I am updating the SICER algorithm ( https://github.com/endrebak/epic ) and have added paired end support. The original SICER does not support paired end reads, but for the single end case it reduces each read to a single coordinate, which is the start of the read plus half the fragment size.
I have no paired end ChIP-Seq data myself to try it on, so I might have implemented a too naive paired end mode. It reduces each paired end read to a point by taking the leftmost and rightmost coordinate of (both the starts and ends of) a pair and finding its midpoint.

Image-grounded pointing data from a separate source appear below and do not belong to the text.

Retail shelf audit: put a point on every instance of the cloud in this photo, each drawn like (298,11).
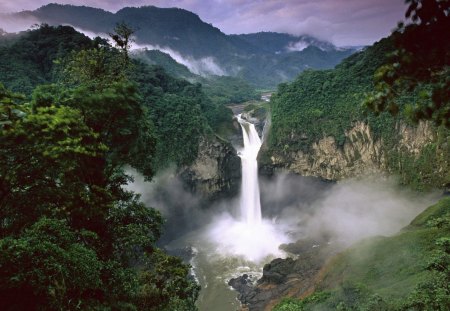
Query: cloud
(343,22)
(205,66)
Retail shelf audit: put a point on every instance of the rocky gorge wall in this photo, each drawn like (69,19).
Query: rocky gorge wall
(363,153)
(216,171)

So for the (fake) read pair
chr7 20246668 20246669 chr7 20246693 20246694 U0 0 + +
the coordinate is
20246694 + (20246694-20246668)/2 = 20 246 707
It seems like this might lead to a problem though:
If the two mates are very far apart, the midpoint might be in a bad (ie heterochromatic) or uninteresting (ie blacklisted) region.
What is the best way to solve this?
I can think of two solutions, but do not understand all their up- and downsides:
1) Discard read pairs more than say 100 bp apart 2) Treat each mate in a pair as an individual read
I lean towards the first solution since it seems like the paired end libraries my users use contains much much more data than a typical single end library, and doubling that amount seems like it would be a lot of pain (waiting) for little gain (better results).